Phish Language Processing (PhishLP)

Santhosh Kumar Ramachandran

As attacks get more sophisticated, detecting these threats pose innumerable challenges. Spear Phishing is one such attack which targets a specific organisation or individual. Spear phishing attacks are launched by highly trained individuals with good knowledge about the target. Most of the spear phishing attacks are multi-staged, where a reconnaissance email without malicious link or attachment is sent as the first step followed by the actual malicious email. Conventional signature-based engines will fail the detect the spear phishing emails due to frequent change in patterns.

PhishLP is a Natural Language Processing(NLP) based signature-less engine that can understand the context of the email and categorize the risk accordingly.

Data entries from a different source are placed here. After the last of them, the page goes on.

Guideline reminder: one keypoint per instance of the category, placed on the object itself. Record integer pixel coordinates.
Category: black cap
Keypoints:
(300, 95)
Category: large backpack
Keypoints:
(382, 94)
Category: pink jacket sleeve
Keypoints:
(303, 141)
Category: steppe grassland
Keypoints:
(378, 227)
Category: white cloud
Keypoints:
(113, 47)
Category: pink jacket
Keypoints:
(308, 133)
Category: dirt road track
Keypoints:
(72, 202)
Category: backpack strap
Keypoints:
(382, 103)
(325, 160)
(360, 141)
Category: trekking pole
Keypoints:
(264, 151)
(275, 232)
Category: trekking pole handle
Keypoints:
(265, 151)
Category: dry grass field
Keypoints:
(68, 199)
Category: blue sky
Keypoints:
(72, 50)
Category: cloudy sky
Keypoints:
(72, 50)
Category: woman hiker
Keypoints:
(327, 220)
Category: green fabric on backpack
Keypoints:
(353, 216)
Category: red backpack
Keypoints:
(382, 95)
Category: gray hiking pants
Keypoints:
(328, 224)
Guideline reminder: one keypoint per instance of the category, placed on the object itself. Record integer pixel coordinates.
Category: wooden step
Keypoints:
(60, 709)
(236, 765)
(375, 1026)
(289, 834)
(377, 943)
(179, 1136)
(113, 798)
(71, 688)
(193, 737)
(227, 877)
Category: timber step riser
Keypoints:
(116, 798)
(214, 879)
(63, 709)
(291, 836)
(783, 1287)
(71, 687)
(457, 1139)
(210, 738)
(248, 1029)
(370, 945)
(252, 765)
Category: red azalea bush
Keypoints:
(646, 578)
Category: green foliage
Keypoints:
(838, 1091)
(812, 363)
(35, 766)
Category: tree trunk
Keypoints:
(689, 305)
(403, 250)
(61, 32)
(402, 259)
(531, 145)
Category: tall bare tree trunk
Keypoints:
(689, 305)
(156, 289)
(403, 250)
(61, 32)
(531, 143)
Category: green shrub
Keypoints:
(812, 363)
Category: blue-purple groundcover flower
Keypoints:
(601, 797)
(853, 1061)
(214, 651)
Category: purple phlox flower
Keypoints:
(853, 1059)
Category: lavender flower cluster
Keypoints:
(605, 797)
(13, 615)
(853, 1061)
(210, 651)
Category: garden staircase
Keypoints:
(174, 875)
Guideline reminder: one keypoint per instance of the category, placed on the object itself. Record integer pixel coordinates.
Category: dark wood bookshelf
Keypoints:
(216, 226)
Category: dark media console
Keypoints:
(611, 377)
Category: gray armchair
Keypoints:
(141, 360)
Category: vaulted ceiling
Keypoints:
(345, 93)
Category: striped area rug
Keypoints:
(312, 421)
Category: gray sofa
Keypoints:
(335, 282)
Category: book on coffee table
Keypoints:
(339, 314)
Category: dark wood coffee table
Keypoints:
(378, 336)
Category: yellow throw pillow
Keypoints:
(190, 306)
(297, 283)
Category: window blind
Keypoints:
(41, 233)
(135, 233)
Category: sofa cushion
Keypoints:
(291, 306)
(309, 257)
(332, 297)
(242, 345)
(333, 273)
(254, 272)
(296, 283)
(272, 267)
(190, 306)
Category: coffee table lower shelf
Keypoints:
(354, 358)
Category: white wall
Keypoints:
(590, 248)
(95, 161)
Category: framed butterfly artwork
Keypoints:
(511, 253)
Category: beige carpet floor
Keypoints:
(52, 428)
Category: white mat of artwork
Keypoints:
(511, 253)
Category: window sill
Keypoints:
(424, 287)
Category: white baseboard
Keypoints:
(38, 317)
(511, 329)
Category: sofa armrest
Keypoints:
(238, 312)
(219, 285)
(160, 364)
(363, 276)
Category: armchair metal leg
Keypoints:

Traditional text classification approach practices tokenizing words and vectorizing it to obtain the feature vector. But the feature vectors don't capture the positional information about the word. The classical approach also misses in ordering the feature vectors of sentences with a similar meaning close to each other in vector space. Our solution is to encode the whole sentences as a fixed-length vector using an open source sentence encoder algorithm and classify each sentence in the email body into one of the four categories.

• Info
• Threat
• Action
• Spam

Emails containing sentences with a high probability of Threat or Action and received from an external/less-credible domain are marked as phishing/spam.

Using historical spam and phishing emails, we have trained a DNN based model. The model was able to classify the sentences with an accuracy of 99.5%. Our experiment helps us to develop a context-based phishing classification engine which can adapt itself for future threats.